Kalmunai is in the same region as the home town of the jihadist Zahran Hashim who founded the group accused of staging the attacks.
The operation followed a tip-off that people linked to the attacks were in the town, 370 kilometres (230 miles) east of the capital.
– Studio raid –
Video on state television showed explosives, a generator, a drone and a large quantity of batteries inside the house.
The clashes came hours after security forces raided a nearby location where they believe Hashim and the other bombers recorded a video pledge of allegiance to IS leader Abu Bakr al-Baghdadi before carrying out the attacks.
Police said they found an IS flag and uniforms similar to those worn by the eight fighters for the video. IS released the video two days after the attacks.
Authorities named Hashim’s group, National Thowheeth Jama’ath (NTJ), as the perpetrators of the attack, but announced Friday he had been killed in the bombing of the Shangri-La hotel in Colombo.

Soldiers evacuate an injured child after the raid. Photo: AFP
The government is on the defensive over its failure to heed a foreign intelligence warning that NTJ was planning suicide bombings on churches.
Police chief Pujith Jayasundara became the second top official to resign over the blunders Friday, after top defence ministry official Hemasiri Fernando also stepped down.
Sri Lanka’s Catholic leader, Cardinal Malcolm Ranjith, the archbishop of Colombo, has said he felt “betrayed” by the government’s failure to act on the warnings.
Prime Minister Ranil Wickremesinghe apologised on Friday.
“We take collective responsibility and apologise to our fellow citizens for our failure to protect victims of these tragic events,” the PM wrote on Twitter.
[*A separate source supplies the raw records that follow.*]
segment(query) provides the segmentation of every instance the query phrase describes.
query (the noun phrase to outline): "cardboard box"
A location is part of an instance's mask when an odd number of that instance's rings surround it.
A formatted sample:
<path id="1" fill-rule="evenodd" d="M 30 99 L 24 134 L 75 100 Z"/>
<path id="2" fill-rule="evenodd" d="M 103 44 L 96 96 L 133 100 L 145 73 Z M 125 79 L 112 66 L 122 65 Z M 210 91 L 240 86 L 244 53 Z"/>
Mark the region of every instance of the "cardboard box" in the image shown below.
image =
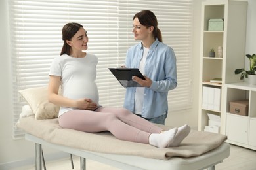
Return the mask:
<path id="1" fill-rule="evenodd" d="M 224 19 L 209 19 L 208 31 L 223 31 Z"/>
<path id="2" fill-rule="evenodd" d="M 241 115 L 248 116 L 249 100 L 234 101 L 230 102 L 230 113 Z"/>

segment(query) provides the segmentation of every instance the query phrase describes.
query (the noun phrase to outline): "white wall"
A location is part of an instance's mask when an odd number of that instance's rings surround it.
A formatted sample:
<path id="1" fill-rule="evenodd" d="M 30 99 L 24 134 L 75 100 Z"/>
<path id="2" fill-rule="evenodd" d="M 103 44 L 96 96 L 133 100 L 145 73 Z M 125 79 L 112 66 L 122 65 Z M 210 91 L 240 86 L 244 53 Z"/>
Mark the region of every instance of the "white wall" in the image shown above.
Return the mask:
<path id="1" fill-rule="evenodd" d="M 8 0 L 0 1 L 0 169 L 7 169 L 8 166 L 20 165 L 20 163 L 33 163 L 34 145 L 32 143 L 24 139 L 13 140 L 12 114 L 11 101 L 11 52 L 12 48 L 9 46 L 9 22 L 8 22 Z M 167 124 L 179 126 L 183 124 L 188 124 L 196 129 L 198 111 L 198 71 L 200 54 L 200 29 L 201 0 L 194 1 L 193 52 L 192 52 L 192 92 L 193 109 L 185 112 L 170 113 L 167 120 Z M 248 0 L 248 23 L 246 41 L 246 54 L 256 53 L 256 1 Z M 44 149 L 47 158 L 62 156 L 56 150 L 51 148 Z M 22 162 L 22 160 L 24 160 Z M 12 163 L 10 163 L 12 162 Z M 20 163 L 20 164 L 19 164 Z"/>

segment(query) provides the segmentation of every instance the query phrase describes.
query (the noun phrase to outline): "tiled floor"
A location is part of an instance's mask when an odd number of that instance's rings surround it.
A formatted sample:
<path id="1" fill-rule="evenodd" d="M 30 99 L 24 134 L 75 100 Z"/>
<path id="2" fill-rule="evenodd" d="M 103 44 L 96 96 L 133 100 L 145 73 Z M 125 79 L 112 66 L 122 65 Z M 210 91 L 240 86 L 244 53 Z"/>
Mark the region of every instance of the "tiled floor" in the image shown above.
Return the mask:
<path id="1" fill-rule="evenodd" d="M 80 169 L 80 159 L 73 156 L 74 169 Z M 117 170 L 119 169 L 87 160 L 87 170 Z M 47 170 L 71 170 L 69 158 L 46 163 Z M 34 170 L 35 165 L 12 169 L 11 170 Z M 215 170 L 256 170 L 256 151 L 231 145 L 230 156 L 215 166 Z M 175 169 L 173 169 L 175 170 Z"/>

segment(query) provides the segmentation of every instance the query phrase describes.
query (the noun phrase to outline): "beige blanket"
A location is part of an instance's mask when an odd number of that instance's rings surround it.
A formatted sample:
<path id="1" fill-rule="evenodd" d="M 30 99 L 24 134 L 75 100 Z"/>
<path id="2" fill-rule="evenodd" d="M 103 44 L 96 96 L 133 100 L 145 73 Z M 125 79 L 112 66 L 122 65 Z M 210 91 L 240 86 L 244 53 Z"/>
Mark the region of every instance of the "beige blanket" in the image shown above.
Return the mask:
<path id="1" fill-rule="evenodd" d="M 165 129 L 171 128 L 159 126 Z M 226 139 L 226 135 L 192 130 L 180 146 L 158 148 L 150 144 L 117 139 L 109 132 L 89 133 L 62 129 L 58 126 L 58 118 L 35 120 L 32 116 L 20 119 L 17 126 L 28 133 L 54 144 L 93 152 L 161 160 L 173 156 L 200 156 L 218 147 Z"/>

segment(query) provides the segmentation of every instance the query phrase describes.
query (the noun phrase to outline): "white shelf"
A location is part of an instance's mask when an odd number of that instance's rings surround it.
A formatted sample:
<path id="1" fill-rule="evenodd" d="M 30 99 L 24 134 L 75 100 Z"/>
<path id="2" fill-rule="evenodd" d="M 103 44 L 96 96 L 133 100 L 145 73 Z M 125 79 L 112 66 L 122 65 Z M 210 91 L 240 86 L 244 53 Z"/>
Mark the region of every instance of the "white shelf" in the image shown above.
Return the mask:
<path id="1" fill-rule="evenodd" d="M 210 113 L 221 116 L 220 131 L 226 134 L 226 101 L 228 98 L 226 96 L 226 87 L 235 88 L 239 86 L 246 90 L 255 88 L 242 82 L 231 83 L 240 80 L 240 75 L 235 75 L 234 70 L 244 67 L 247 4 L 247 2 L 244 1 L 228 0 L 211 0 L 202 3 L 198 130 L 203 131 L 204 127 L 208 126 L 207 113 Z M 223 31 L 208 31 L 208 21 L 211 18 L 224 19 Z M 217 57 L 218 46 L 223 48 L 222 58 Z M 215 58 L 209 57 L 211 48 L 215 51 Z M 222 84 L 210 83 L 209 81 L 215 78 L 221 78 Z M 205 86 L 221 89 L 219 111 L 205 109 L 202 107 L 203 88 Z M 256 93 L 251 94 L 253 96 L 255 95 L 256 99 Z M 253 116 L 256 117 L 256 115 Z"/>

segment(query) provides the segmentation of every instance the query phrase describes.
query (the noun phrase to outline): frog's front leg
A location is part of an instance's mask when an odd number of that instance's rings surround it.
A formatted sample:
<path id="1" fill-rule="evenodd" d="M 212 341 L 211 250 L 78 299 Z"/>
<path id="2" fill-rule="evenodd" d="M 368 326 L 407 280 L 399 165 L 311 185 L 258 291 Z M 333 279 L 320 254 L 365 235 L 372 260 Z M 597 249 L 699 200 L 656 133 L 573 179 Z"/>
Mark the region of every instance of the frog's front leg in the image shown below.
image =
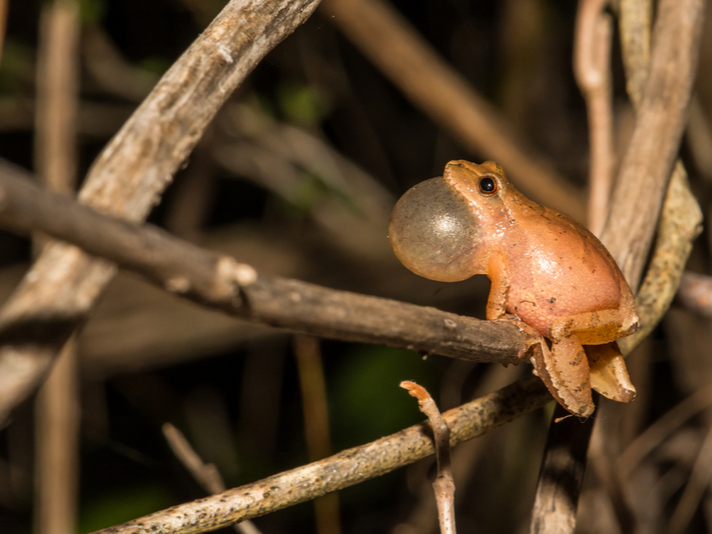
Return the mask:
<path id="1" fill-rule="evenodd" d="M 531 356 L 534 374 L 557 402 L 574 415 L 589 417 L 595 409 L 589 361 L 576 336 L 561 339 L 549 348 L 546 339 L 516 315 L 505 314 L 498 320 L 513 324 L 526 335 L 527 349 L 520 356 Z"/>
<path id="2" fill-rule="evenodd" d="M 557 319 L 550 336 L 554 343 L 577 337 L 586 345 L 593 389 L 609 399 L 629 402 L 635 398 L 635 387 L 615 340 L 632 334 L 637 328 L 638 317 L 621 307 Z"/>

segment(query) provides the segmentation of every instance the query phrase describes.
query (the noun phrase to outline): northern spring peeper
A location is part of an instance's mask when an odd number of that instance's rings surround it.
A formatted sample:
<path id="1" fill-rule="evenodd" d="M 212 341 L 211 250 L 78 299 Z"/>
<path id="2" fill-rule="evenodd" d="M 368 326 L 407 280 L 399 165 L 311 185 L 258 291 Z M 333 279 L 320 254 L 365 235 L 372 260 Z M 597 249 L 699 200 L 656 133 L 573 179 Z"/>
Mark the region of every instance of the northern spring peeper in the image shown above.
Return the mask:
<path id="1" fill-rule="evenodd" d="M 569 412 L 593 413 L 591 388 L 635 397 L 615 341 L 637 330 L 638 316 L 616 262 L 574 219 L 517 191 L 496 163 L 451 161 L 403 195 L 388 234 L 416 274 L 443 282 L 486 274 L 487 319 L 528 334 L 534 373 Z"/>

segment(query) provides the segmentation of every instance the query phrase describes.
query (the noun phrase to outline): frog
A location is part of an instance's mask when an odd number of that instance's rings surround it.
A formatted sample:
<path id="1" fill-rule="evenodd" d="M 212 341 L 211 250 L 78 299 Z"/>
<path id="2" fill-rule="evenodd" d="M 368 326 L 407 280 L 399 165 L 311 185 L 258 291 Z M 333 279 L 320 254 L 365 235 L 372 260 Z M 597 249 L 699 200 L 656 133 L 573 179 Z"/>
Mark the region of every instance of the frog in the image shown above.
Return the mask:
<path id="1" fill-rule="evenodd" d="M 450 161 L 400 198 L 388 238 L 400 262 L 425 278 L 487 275 L 486 318 L 519 328 L 520 360 L 571 414 L 593 414 L 592 390 L 635 398 L 616 341 L 639 320 L 620 268 L 595 235 L 525 197 L 499 164 Z"/>

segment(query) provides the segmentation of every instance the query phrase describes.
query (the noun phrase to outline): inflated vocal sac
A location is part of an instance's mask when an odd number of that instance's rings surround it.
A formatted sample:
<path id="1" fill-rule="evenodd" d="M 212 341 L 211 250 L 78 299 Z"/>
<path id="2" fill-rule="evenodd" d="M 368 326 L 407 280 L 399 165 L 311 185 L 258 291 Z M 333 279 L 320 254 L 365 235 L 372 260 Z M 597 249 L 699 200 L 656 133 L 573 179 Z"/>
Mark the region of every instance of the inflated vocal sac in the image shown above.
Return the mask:
<path id="1" fill-rule="evenodd" d="M 441 282 L 476 274 L 479 225 L 464 198 L 442 177 L 409 189 L 396 203 L 388 225 L 393 252 L 408 269 Z"/>

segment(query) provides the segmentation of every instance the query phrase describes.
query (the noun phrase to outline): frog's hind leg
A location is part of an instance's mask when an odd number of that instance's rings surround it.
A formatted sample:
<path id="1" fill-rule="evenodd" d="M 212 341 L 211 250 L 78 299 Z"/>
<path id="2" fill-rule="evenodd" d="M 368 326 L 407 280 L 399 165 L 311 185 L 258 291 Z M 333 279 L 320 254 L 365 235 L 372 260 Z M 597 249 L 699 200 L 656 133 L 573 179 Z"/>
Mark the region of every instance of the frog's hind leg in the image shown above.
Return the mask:
<path id="1" fill-rule="evenodd" d="M 603 345 L 586 345 L 584 349 L 591 369 L 591 387 L 614 401 L 632 401 L 635 398 L 635 386 L 630 381 L 618 344 L 614 341 Z"/>
<path id="2" fill-rule="evenodd" d="M 536 374 L 564 408 L 579 417 L 589 417 L 595 410 L 591 397 L 588 358 L 576 336 L 565 337 L 551 349 L 534 347 L 532 363 Z"/>

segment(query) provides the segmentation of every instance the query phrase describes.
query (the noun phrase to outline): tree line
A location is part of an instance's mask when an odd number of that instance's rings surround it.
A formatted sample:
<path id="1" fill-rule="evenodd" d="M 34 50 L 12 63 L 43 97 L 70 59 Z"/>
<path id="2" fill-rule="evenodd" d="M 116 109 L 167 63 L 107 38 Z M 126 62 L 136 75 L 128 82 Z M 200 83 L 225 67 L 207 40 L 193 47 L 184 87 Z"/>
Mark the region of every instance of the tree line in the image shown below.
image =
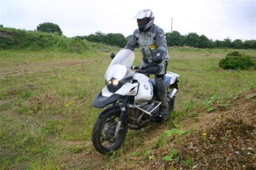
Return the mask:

Amidst fears of new attacks, the Roman Catholic church has suspended all public services across the country until security is guaranteed by the government, with the archbishop appealing to Catholics to stay home and say private prayers.
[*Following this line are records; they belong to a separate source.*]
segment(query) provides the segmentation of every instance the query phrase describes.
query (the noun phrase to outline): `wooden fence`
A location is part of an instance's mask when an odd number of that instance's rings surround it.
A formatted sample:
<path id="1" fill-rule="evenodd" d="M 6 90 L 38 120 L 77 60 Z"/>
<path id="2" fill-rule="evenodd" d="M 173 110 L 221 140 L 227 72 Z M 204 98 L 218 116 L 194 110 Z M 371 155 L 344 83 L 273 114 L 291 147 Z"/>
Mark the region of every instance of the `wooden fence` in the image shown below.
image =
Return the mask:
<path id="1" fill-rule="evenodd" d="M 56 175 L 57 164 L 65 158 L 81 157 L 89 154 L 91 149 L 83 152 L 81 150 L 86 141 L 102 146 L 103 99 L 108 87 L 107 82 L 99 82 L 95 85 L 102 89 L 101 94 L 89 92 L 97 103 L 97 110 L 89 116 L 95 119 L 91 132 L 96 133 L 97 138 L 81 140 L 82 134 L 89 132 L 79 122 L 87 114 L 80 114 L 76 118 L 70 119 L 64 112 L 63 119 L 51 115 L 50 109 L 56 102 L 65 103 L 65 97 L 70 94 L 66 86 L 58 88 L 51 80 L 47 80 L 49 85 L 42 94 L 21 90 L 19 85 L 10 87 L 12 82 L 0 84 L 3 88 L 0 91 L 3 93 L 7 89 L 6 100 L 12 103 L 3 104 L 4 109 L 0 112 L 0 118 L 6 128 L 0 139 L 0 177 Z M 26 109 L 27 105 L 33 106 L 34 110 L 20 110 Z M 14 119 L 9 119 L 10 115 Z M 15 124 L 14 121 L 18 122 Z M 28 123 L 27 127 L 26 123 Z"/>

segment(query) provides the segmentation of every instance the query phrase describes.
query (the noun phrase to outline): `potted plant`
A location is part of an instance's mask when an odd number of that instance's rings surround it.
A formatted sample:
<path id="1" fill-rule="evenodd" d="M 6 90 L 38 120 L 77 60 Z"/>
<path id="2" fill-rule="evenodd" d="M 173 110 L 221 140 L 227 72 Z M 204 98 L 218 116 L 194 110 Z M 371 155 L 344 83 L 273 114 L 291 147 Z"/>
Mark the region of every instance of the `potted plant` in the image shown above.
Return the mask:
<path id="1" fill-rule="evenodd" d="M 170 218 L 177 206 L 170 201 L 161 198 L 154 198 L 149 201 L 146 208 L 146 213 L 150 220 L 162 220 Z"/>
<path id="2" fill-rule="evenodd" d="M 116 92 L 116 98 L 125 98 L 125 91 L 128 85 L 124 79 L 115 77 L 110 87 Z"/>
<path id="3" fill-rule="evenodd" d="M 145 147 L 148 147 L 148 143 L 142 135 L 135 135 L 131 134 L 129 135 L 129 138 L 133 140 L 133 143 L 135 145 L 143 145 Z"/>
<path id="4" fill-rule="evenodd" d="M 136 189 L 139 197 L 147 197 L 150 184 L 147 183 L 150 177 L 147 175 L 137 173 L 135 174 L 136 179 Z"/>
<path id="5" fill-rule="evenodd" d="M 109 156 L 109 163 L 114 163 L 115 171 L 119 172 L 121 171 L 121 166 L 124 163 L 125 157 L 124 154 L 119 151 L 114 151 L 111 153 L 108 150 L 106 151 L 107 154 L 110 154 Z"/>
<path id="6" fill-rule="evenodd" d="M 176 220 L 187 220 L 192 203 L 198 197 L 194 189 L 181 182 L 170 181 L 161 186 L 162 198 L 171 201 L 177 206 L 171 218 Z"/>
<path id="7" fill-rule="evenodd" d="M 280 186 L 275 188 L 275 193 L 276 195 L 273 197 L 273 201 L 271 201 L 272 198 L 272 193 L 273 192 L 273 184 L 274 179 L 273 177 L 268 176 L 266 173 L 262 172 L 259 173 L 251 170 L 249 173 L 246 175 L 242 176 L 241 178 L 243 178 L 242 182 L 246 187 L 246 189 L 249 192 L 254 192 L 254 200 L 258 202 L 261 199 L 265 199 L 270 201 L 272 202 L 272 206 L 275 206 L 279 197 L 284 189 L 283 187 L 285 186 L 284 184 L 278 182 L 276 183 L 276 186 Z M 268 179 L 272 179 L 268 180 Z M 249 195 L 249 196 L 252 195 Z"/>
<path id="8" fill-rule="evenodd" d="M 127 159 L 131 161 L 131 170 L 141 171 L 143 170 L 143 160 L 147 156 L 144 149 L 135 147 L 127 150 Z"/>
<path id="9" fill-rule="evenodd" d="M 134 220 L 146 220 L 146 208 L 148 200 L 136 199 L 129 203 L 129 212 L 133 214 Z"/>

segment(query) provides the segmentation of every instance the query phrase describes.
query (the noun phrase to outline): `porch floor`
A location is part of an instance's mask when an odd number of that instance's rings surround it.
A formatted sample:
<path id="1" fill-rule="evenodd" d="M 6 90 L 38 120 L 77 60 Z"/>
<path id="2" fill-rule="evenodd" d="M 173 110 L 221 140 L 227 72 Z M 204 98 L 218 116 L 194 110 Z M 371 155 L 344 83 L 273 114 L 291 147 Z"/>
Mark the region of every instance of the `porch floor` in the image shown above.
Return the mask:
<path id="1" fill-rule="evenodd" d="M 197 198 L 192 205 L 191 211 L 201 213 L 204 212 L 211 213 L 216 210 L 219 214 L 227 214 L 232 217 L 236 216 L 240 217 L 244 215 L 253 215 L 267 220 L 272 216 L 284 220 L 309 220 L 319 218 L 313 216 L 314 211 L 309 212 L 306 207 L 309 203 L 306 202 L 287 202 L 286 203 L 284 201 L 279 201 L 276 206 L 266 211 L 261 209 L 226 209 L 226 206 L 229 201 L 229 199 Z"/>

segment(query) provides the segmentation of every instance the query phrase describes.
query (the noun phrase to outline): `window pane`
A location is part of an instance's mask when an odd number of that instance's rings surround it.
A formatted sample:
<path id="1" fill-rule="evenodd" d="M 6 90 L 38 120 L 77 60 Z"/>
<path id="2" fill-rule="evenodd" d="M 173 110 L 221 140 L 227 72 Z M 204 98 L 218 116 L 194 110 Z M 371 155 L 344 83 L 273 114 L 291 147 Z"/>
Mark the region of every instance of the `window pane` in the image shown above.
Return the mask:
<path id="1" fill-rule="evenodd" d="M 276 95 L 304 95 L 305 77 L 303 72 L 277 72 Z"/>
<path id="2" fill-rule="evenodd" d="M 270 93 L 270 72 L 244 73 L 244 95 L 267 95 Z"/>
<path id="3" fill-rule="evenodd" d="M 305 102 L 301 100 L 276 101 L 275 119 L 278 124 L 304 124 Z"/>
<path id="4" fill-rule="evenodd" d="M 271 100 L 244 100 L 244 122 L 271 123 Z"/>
Security has been stepped up at churches and mosques across the South Asian nation.
Some groups were expected to hold public vigils in Colombo and Negombo, where St Sebastian’s Church suffered some of the worst casualties in the bombings.
The military have poured troops onto the streets to back up police as they search for suspects using newly granted powers under a state of emergency.
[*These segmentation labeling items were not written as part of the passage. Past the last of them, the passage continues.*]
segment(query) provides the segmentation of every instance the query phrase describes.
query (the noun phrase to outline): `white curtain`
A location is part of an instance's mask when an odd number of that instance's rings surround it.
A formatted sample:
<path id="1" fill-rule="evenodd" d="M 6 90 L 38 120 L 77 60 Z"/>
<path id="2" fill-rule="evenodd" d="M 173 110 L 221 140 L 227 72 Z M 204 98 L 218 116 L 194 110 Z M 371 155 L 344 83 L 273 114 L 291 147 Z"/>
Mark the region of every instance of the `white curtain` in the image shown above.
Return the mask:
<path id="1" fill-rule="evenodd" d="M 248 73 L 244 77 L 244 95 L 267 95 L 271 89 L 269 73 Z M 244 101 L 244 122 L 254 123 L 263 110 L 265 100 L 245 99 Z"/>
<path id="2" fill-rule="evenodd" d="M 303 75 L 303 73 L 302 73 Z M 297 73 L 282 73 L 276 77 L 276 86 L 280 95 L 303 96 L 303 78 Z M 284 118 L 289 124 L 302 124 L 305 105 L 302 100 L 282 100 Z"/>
At least 94 people are in custody, including a man believed to be the father of two of the bombers. Authorities warned the hunt would continue.
“We now have info that there are about 140 people in Sri Lanka linked to the Islamic State. We can and we will eradicate all of them very soon,” President Maithripala Sirisena said Friday, announcing new legislation on extremist groups.
– Tourism hit –
Dozens of foreigners died in the attacks and the government has said it expects the number of overseas tourists to fall by 30 percent this year, at a cost of $1.5 billion in revenues.
Finance Minister Mangala Samaraweera said the island — which depends on tourism as a cornerstone of its economy — could take up to two years to fully recover.
The US State Department on Friday escalated its travel warning for Sri Lanka and ordered the departure of all school-age family members of US government employees.
Other nations including Israel, Australia and Britain have already warned against visiting Sri Lanka.